The son of a man who mined gold in Cornucopia, which is now a ghost town, Yowell eventually embarked on an impressive military career that lasted the better part of four decades and spanned the globe.
Clicking through pictures of his past on a big-screen desktop computer in his apartment at the Armed Forces Retirement Home in Gulfport, the 84-year-old former helicopter pilot vividly recalled snapshots from his military career.
"Here, I have a two-star general and a one-star general who are my wing walkers -- that's what you call cheap help," he joked, which he did often while reminiscing Wednesday morning.
As a 4-foot-9, 90-pound 16-year-old, Yowell enlisted in the merchant marine and would later serve in the Navy and as an Army helicopter pilot.
"I wanted to go into the Navy but I wasn't big enough (yet) so the closest thing to it was the merchant marines. That was fun," he said. "I went through the Panama Canal, China, India, Singapore, Shanghai and what was then Calcutta.
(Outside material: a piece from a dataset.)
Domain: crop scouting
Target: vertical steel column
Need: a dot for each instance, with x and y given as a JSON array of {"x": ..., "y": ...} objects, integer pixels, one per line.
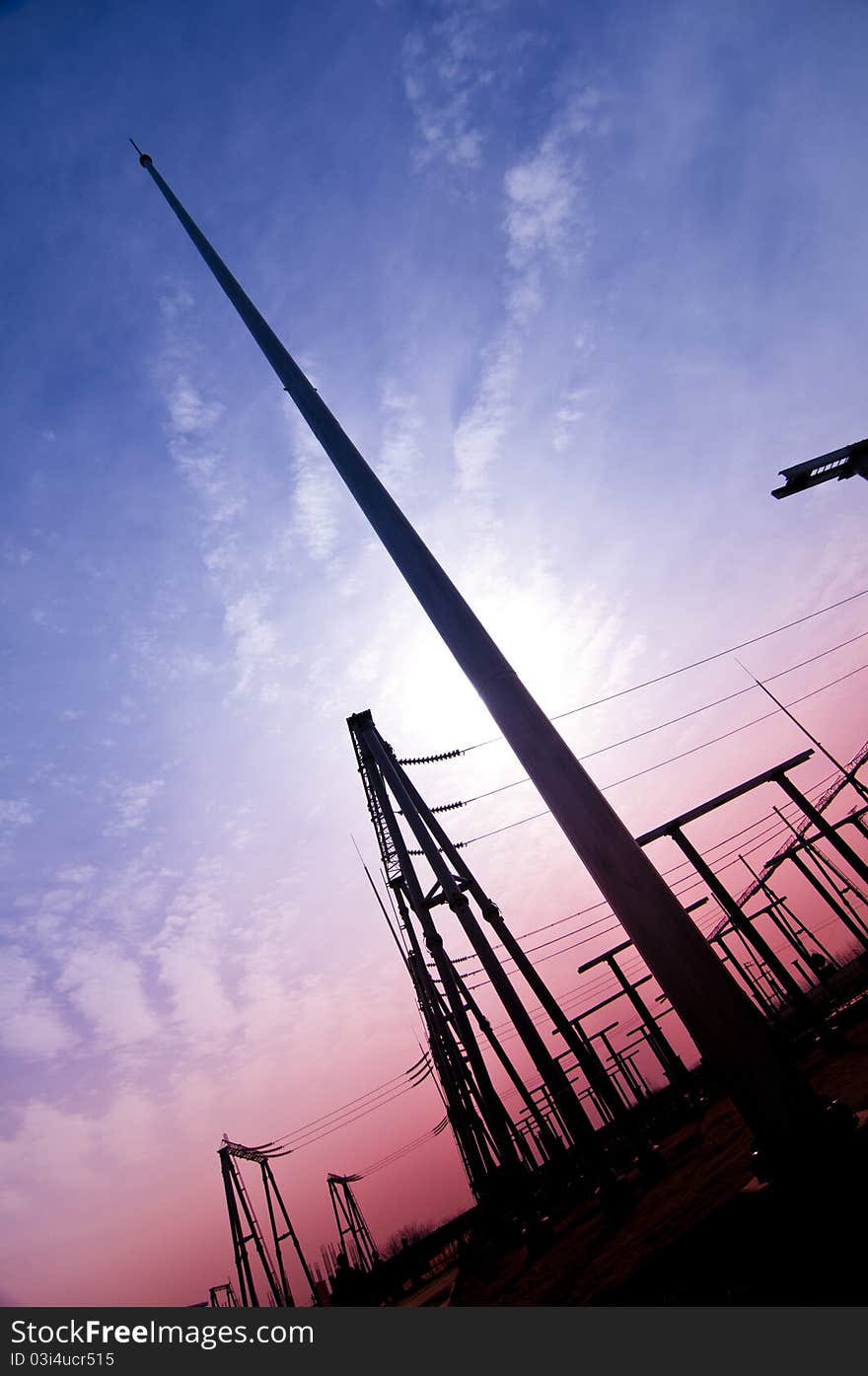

That was quite an experience for a young kid."
After several stints with the Navy in the late '40s and '50s, Yowell switched to the Army in 1957.
Following graduation from flight school in 1959, he was immediately picked up as one of President Dwight D. Eisenhower's pilots with the executive flight detachment.
"They needed pilots real bad so that's how I ended up in the executive flight," he said. "We did all kinds of missions. Most of them I'm not going to tell you about because you had to have a top secret clearance to be in there.
"We didn't just fly the president. We flew all different kinds of people, hid people and stuff like that. That's about all I can tell you."
Although he couldn't elaborate, Yowell said he enjoyed flying the president stateside for eight months.
"Ike was a neat guy. When we were at Camp David he'd always invite us down for a drink," Yowell said. "He treated us like a million bucks."
Yowell didn't face fire during the Korean War, but the same couldn't be said for his two tours in Vietnam.
"I made up for it over there," he said, adding he flew 713 combat hours during the war.
In 1967, Yowell became the first Army test pilot for the Cobra helicopter.
"The Cobra wasn't that much different to fly, but I had been flying a long time by then. The only difference was you had wrist controls," he said. "It was easy to do."
By the time he retired as a chief warrant officer four in 1974, Yowell had earned 20 air medals, among other awards.
Yowell still relives the glory days at least one weekend a year when he meets up with pals from the 174th Assault Helicopter Company in Fort Walton Beach, Fla.
"There's only probably five people left that I was actually with in Vietnam. But we became such good friends over the years at the reunions that it was like we were all together at the same time," he said. "It's one of the neatest bunch of people I have ever known."
Yowell clicked through a couple more pictures, then paused.
"I wouldn't change it for the world," he said. "It has been a great life and how I survived, I don't have the slightest idea."